America’s largest student-produced musical will be staged on one of the most iconic ships in history.
The 73rd annual Dolphin Show opens its production of the musical “Titanic” on Friday for a two-weekend run at Cahn Auditorium.
Having produced Broadway musicals in the past, including “Shrek the Musical” in 2014, the Dolphin Show is no stranger to huge production sets and casts. However, this year the show will be even bigger.
“I think every year we try to push ourselves to do more, to go further and to really just make the Dolphin Show bigger and better,” said business producer and SESP senior Isabel Garcia. “This year specifically by choosing “Titanic,” we kind of set ourselves up for having to do something on a huge scale.”
Many are familiar with the story of the ship sinking after hitting an iceberg in the North Atlantic Ocean, popularized by James Cameron’s Oscar-winning 1997 film “Titanic.” Artistic producer Jack Eidson said what many don’t know is that the musical was released a few months earlier than the movie and went on to win five Tony Awards, including Best Musical.
Eidson, a Communication senior, said the musical and movie are very different.
“The musical is not about Rose and Jack — it’s not the same story as the movie,” he said. “They really kind of went back to the people of the Titanic. It’s really a show that’s based on the people. Just about every character in the show is based on a historical person who was on the boat.”
Actor Ross Cohen, who plays the role of John Jacob Astor, the richest passenger on the Titanic, said much of the show is about the different class distinctions of the people aboard the ship.

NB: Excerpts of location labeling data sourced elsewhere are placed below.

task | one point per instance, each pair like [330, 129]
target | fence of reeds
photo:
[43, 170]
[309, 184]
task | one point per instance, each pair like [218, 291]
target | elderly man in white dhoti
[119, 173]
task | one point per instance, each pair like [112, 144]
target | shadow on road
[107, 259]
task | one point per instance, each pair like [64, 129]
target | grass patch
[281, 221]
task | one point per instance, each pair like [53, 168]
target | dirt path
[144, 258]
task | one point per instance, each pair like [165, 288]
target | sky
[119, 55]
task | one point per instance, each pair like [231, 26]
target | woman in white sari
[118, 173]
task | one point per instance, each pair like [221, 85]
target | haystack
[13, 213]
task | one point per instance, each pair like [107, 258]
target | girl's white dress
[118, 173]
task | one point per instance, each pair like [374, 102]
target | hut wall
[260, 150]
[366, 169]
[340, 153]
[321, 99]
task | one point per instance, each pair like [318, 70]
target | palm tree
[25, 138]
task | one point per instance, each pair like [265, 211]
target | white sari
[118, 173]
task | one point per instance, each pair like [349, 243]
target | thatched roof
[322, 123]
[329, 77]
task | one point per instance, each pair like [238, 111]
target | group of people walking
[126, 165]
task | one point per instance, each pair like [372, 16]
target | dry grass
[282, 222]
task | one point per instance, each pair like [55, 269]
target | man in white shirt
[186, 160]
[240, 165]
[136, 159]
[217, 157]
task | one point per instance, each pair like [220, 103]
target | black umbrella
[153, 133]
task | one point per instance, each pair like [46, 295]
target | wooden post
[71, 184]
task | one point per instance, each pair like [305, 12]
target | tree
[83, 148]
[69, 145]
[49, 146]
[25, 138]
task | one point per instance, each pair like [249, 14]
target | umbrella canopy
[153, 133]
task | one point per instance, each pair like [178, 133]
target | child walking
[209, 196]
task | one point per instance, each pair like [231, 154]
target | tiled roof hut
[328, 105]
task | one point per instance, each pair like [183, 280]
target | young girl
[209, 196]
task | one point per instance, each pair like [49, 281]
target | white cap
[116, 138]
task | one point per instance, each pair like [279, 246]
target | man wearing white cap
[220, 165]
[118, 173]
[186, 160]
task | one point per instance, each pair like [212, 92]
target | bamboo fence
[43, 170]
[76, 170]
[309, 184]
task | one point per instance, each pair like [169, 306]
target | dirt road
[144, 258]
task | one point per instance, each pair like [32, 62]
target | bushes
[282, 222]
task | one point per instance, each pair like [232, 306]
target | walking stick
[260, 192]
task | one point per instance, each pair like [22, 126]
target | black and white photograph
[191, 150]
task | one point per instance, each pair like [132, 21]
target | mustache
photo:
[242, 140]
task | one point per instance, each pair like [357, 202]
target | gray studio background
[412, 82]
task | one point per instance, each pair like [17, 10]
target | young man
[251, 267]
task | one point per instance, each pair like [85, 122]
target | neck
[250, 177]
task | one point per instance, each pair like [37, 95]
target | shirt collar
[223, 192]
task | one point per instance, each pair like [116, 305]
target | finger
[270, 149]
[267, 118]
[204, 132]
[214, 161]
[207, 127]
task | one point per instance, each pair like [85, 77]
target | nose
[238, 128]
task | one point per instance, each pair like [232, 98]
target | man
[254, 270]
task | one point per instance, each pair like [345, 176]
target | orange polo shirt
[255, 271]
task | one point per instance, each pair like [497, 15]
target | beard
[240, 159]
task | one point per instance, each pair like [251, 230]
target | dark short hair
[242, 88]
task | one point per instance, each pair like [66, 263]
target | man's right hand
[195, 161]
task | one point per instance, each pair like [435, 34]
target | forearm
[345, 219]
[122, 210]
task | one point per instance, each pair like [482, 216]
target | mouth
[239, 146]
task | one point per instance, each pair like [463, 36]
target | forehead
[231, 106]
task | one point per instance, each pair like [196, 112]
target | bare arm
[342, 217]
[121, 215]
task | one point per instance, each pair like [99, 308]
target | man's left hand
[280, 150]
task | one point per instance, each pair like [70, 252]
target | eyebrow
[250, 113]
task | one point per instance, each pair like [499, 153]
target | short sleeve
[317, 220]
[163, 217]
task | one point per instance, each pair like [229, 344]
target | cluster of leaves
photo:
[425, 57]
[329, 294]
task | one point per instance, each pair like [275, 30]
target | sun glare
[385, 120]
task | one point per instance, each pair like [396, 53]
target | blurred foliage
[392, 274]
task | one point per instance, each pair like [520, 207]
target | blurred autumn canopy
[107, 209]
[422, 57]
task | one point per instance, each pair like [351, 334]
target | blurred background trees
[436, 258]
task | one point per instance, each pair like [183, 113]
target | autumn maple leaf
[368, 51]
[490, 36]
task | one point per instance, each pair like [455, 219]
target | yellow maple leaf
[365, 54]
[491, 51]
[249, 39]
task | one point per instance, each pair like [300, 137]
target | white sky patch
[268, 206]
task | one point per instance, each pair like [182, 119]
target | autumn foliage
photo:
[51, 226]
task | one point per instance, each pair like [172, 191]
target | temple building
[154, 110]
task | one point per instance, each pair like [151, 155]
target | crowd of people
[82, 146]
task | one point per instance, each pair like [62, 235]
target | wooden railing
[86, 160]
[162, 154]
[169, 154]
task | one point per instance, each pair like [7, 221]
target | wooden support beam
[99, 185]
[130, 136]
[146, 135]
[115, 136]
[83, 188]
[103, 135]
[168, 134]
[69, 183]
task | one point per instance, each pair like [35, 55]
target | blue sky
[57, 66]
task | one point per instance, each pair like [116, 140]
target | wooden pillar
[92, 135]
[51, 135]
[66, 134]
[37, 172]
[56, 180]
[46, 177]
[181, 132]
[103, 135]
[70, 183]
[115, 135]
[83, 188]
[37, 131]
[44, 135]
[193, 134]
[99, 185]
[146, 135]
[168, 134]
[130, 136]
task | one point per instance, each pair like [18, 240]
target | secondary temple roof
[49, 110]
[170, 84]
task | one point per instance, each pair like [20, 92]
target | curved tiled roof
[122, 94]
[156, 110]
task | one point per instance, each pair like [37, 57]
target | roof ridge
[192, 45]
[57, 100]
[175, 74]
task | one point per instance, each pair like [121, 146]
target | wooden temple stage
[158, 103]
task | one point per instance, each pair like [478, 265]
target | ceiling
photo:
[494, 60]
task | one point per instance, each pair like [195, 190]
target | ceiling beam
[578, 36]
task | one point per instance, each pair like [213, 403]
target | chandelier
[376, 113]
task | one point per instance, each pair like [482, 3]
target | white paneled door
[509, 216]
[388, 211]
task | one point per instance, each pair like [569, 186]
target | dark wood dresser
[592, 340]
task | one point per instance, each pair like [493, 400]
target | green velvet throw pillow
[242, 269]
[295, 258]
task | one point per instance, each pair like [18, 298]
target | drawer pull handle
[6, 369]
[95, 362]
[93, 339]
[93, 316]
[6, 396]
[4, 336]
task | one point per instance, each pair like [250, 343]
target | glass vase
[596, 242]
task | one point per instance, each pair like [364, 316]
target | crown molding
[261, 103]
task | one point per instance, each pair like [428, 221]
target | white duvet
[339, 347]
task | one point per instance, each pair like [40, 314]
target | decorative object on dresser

“In addition to being a status symbol for these millionaires and the first class who wanted to be on its maiden voyage, (the Titanic) was also just a way to get from Britain to America for poor third-class immigrants who just wanted to make that journey,” the Communication freshman said.
As far as musical numbers go, director and Communication senior Brendan Flynn said “Titanic” contains songs great for storytelling. Cohen said his favorite number is “Lady’s Maid” from the first act, where third-class passengers talk about their hopes about their arrival in America.
For Garcia and Eidson, nothing beats the opening sequence.
“It spans for about 18 minutes as they’re launching off to the ship, and it’s just so cool to be introduced to all of the different characters,” Garcia said.
Eidson echoed the sentiment.
“It just brings an incredible energy to start off the show,” Eidson said. “I think it’s a great kind of trailer for the rest of the show that you’re about to watch.”
Flynn said he is most excited for opening night and is looking forward to show off the cast and crew’s hard work.
“Dolphin is such a great thing in that so many people across campus come together to see it,” Flynn said. “I hope (expectations will) be not only met but people are going to come away being really impressed with what the people who put this together at this year’s show were able to do.”